畑には甲州系のブドウで「堅下本ブドウ」と「紫ブドウ」の2種類あるが、高井さんは決して「甲州」とは言わない。
甲州はDNA分析の結果、7-8割がジョージアのヴィニフェラ種、2-3割が東アジア(中国)の野生種をルーツに持つことが判明している。つまり、ユーラシア大陸からシルクロードを通って日本に伝わったのだ。
シルクロードから伝わっているのに、いきなり山梨に行くか?まずは、当時の都、奈良付近のこの辺に来るやろ!?
と仰る。
さもありなんな話だ。高井さんの畑に植わっている堅下本ブドウは1878年に新宿御苑より譲り受けた甲州ブドウの苗木。もう一つの紫ブドウは江戸時代以前から明治初期にかけて盛んに大阪で栽培されてきたと言われるものだ。因みに、大阪では、今年3月に「大阪RN-1」という醸造用の黒ブドウが農林水産省に品種登録された。アントシアニンが豊富なオリジナル品種だ。
今後突然変異で新しい顔を見せてくれるかもしれない堅下本ブドウ。悠久の時を経て進化する紫ブドウ。新しく生まれた大阪RN-1。高井さんは言う。こういった大阪独自の品種で世界に勝負をかけたいやないか、と。高井さんらしい壮大でロマンチックな話だ。でも、何か起こりそうな感じがする。そういった魅力が高井さんにもこの畑にもあるのだ。現に、準備は着々と進められている。従来は山梨と北海道だけに与えられていた「GI(Geographical Indication、地理的表示)」の認証を、2021年に大阪は、長野と山形と同じタイミングで取得したのだ。大阪ワインの地域ブランド化が進む気配を感じさせられる動きだ。
次の100年に向けてー「歴史」と「文化」と「人」が最強のストーリーになる
高井さんの話は、いつも未来目線だ。大阪のブドウ産業をもっと盛り上げたい、大阪のワイン文化を発展・継承していきたい、という思いで一杯だ。そのエネルギーの源は何か?恐らく、それは自他共に認めるNO.1大好き人間という性質だろう。やるからには頂点を目指したいという気持ちが溢れ出ている。
歴史:柏原はワインに関する歴史の宝庫だ
高井さんの幼少期、街の景色は今と大きく異なり、自宅だけでなく近所全体で屋根にはブドウの木が覆いかぶさっていた。大阪府のブドウ栽培面積は、大正の終わりから昭和初期にかけて、山梨県を抜いて全国1位だったのだ。

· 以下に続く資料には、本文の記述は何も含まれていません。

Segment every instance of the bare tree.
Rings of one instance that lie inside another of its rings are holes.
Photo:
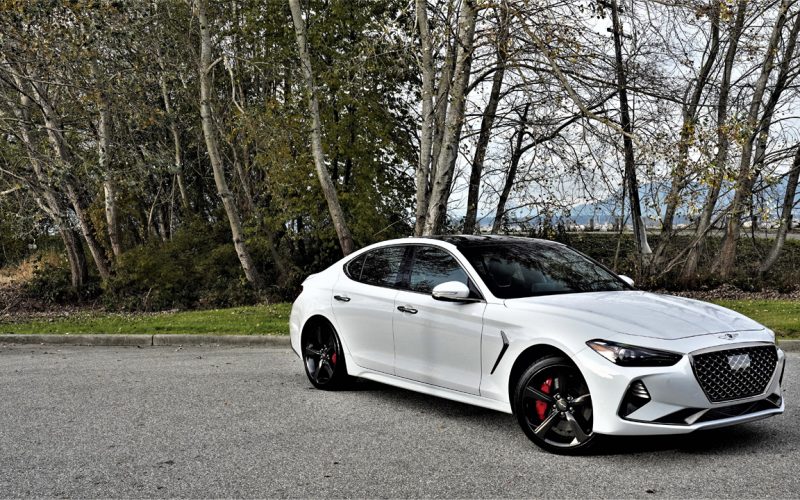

甲州ブドウが日本のどこに最初にたどり着いたかという問題に決着はついていないが、カタシモワイナリーには樹齢100年以上の堅下本ブドウ(甲州)が4本植えられていることは確かだ。最年長は108歳。今も現役でワインを産み出している。これ程古い木を管理しているワイナリーは世界を見渡しても多くない。
前述の通り、紫ブドウは江戸時代前からこの地域に根付いていたとされる。高井さんの畑に植わっているマスカット・ベイリーAは、日本ワインの父と言われ、同品種の開発者である川上善兵衛氏本人から譲り受けたものだ。その上、日本初のワイン用酵母「OC2(後の醸造協会酵母 ブドウ酒用1号)」が発見されたのは、正にこのカタシモワイナリーの蔵なのだ!並べてみると、柏原市はワインの歴史が押し寄せてくる土地柄であり、カタシモワイナリーは日本のワイン産業の歴史と共にある蔵だということが分かる。
文化:大阪のブドウ・ワイン産業は文化として受け継がれている
高井さんは畑の紹介が終わった後も、街並みを色々と説明してくれた。ブドウと共に時間を刻んできた印があちらこちらに散りばめられている。
例えば、ワイナリーから目と鼻の先にある安明寺。本尊の両脇にはブドウが彫刻されており、古くからブドウ栽培が行われていたことを彷彿とさせる。また、ブドウの絵がびっしり並ぶお寺の天井画も圧巻だ。ご住職の奥様が、この街が50数年前までは細道もブドウ棚だった程ブドウ一色だったことを後世に伝えたいと考え、ご自身で描かれたものだ。ブドウ寺と称される程のお寺である。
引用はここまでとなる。